Bei der Kaltfolienveredelung des Druckmusters waren UV-härtende Kleber eingesetzt worden. Überdies war die Kaltfolie mit UV-Farben überdruckt worden. „Das Deinking in Verbindung mit UV-Systemen ist nach Erfahrungen der INGEDE besonders schwierig“, so Hanisch, „unsere Kaltfolie hat den Test also unter sehr anspruchsvollen Bedingungen bestanden. Natürlich gilt das Testergebnis nur für eine konkrete Veredelungsfolie und die dabei verwendeten Materialien. Aus dem hervorragenden Resultat lässt sich aber folgern, dass weitere Tests mit unseren verschiedenen Heißpräge- und Kaltfolien aller Voraussicht nach ebenso erfolgreich verlaufen werden.“

Fazit: Eine Entscheidung für die „richtige“ Veredelungsvariante kann nicht grundsätzlich vorab getroffen werden. Es zeigt sich jedoch, dass bei Abwägung der wechselnden Parameter wie Druck- und Veredelungsmotiv, gewünschter Effekt, Materialwunsch, Einsatzzweck, Auflage, Prägegröße, Format und Bogeneinteilung für das jeweilige Einzelprojekt eine optimale produktionstechnische, wirtschaftliche und letztendlich optische Lösung definiert werden kann. Und hier hat die Kaltfoliendekoration ihren festen Platz.

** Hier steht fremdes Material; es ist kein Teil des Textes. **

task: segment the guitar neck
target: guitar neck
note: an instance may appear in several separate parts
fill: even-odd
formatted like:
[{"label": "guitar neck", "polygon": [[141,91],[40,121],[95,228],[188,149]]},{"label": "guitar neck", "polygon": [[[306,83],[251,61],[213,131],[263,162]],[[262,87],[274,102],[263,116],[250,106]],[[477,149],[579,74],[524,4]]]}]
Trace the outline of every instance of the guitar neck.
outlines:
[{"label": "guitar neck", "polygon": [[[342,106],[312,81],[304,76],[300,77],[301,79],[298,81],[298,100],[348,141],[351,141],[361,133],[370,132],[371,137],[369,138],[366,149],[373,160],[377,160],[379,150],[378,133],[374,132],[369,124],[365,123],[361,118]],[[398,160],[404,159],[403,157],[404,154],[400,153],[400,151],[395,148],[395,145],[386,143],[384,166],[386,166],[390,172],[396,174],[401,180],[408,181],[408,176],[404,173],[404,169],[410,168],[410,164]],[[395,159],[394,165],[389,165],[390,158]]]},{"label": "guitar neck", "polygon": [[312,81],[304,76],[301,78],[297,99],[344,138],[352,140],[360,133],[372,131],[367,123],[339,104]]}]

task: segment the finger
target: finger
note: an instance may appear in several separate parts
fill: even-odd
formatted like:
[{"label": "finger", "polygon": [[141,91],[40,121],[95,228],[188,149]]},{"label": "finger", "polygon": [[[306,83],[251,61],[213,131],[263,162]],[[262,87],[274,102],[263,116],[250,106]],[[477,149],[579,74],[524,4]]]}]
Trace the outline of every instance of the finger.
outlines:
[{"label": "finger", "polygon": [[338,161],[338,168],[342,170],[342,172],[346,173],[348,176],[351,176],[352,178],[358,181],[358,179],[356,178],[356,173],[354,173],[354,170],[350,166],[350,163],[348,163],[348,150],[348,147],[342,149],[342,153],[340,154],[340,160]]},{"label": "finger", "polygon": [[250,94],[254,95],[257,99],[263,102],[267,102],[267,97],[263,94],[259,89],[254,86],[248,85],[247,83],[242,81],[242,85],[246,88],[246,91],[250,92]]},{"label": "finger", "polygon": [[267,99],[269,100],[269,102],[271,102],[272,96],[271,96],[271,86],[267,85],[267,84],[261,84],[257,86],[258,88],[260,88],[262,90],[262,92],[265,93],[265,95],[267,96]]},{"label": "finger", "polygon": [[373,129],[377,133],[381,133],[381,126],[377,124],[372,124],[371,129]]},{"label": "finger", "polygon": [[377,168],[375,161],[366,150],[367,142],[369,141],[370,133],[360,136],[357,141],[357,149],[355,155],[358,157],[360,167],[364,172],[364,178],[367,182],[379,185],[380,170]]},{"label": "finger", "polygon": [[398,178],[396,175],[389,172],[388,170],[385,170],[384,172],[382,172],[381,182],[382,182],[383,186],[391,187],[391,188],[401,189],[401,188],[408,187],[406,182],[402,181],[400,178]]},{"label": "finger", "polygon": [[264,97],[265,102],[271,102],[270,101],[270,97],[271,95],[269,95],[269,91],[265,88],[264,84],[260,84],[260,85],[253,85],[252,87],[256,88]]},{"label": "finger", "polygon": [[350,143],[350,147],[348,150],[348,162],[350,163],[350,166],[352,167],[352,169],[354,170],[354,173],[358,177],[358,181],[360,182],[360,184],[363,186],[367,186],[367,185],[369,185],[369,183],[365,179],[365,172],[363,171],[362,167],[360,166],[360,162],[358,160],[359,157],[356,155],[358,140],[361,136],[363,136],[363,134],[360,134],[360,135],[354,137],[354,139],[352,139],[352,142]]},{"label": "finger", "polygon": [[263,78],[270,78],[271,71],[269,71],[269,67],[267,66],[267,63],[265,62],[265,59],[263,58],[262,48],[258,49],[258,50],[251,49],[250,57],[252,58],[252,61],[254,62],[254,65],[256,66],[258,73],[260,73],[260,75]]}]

Schon in der Gestaltungsphase ist eine enge Zusammenarbeit des Veredlers gemeinsam mit der Druckerei und der Agentur notwendig, um für den Kunden eine individuell stimmige Lösung zu entwickeln. Dieser Abstimmungsprozess wird durch eine Musterserie unter Produktionsbedingungen begleitet, um ein optimales Ergebnis zu erzielen - so wird Marke zu einem einzigartigen Erlebnis.